No formal complaints have been made about blackface make-up taking place over the past couple of years, however allegations have been made on social media - sparking the ban.
Organisers brought in the rule, which will be implemented next year, after being “appalled and saddened at the senseless acts of inhumanity” taking place around the world in recent days.
In a statement, the organisers said: “We have recently been asked to review cultural misappropriation of costumes and the use of make-up that adjusts ethnicity.
“We have also been asked to review the blackening of faces and skin that has been reported as part of the Friday fancy-dress competition and parade.
“We can confirm that the committee has not, and will never, condone or tolerate anyone taking part in our fancy-dress competition and parade who has blackened their face.

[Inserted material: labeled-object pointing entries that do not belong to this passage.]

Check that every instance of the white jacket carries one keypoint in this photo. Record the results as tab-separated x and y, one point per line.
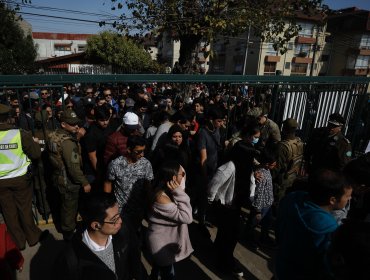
221	187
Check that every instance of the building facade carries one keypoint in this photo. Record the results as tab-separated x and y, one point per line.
350	38
248	54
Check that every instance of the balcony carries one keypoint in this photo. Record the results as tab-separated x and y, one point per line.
357	72
272	58
364	51
359	51
305	60
305	40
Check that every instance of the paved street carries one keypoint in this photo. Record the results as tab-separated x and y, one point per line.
256	265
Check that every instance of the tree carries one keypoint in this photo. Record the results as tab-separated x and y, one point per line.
118	50
17	50
191	21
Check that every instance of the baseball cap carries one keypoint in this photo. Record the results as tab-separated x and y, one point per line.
290	123
70	117
130	102
336	119
131	120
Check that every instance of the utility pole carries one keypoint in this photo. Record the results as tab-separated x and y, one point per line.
315	49
246	50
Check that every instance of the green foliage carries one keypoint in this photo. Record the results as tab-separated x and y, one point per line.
17	51
117	50
193	20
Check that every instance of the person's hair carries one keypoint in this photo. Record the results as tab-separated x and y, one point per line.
215	113
251	128
102	113
349	254
94	207
181	117
199	101
134	141
163	175
173	129
268	155
324	184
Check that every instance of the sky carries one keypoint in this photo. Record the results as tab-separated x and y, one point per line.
97	10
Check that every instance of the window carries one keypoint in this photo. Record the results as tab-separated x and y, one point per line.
270	68
302	50
362	61
306	29
299	69
324	57
63	48
365	42
270	49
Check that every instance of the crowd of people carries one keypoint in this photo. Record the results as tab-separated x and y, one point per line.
116	156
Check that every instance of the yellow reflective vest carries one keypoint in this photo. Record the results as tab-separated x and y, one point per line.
13	161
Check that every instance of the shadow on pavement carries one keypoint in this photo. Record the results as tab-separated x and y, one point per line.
205	252
41	267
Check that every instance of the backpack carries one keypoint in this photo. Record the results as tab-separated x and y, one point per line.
54	150
295	150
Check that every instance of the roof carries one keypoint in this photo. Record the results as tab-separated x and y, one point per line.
60	36
56	59
350	19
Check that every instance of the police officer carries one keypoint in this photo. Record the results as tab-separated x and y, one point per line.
270	133
64	154
17	149
289	158
328	148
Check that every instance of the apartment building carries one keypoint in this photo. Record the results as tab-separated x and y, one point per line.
350	39
59	44
247	54
169	53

“Each year the traditional Friday-night fancy-dress parade is followed the next morning by a procession of over 500 children in costume ranging from fairies, sailors and soldiers to mice, archers and representatives of foreign lands to start the town’s red letter day proceedings.
“The costumes and use of make-up to adjust ethnicity will be addressed.
“Meanwhile, guidance pertaining to the fancy-dress competition and parade, together with other entertainment on the Friday evening, will be strengthened with clear guidance on the use of make-up to ensure racist tones do not exist.”
The statement added that specialist legal advice on equality matters is also being sought in an effort to ensure no offence is caused at future festivals.
It also pointed out that the committee has not been sent any formal complaints but has been made aware of aspersions being cast via social media.
It added: “Not one complaint has been received in regards to racism after last year’s or the previous year’s festival.
“In addition, not one complaint was raised at the recent annual general meeting about racism.
“We were therefore disappointed that people felt the need to discuss this matter online rather than approach the committee in the first instance.
“We will, however, take this on board moving forward.
“As a community, it is in our best interest to work together and resolve disputes rather than create division and disperse false information.
“The committee is willing to work with anyone for the good of the festival and ensure we continue to put on a great show for the generations to come.”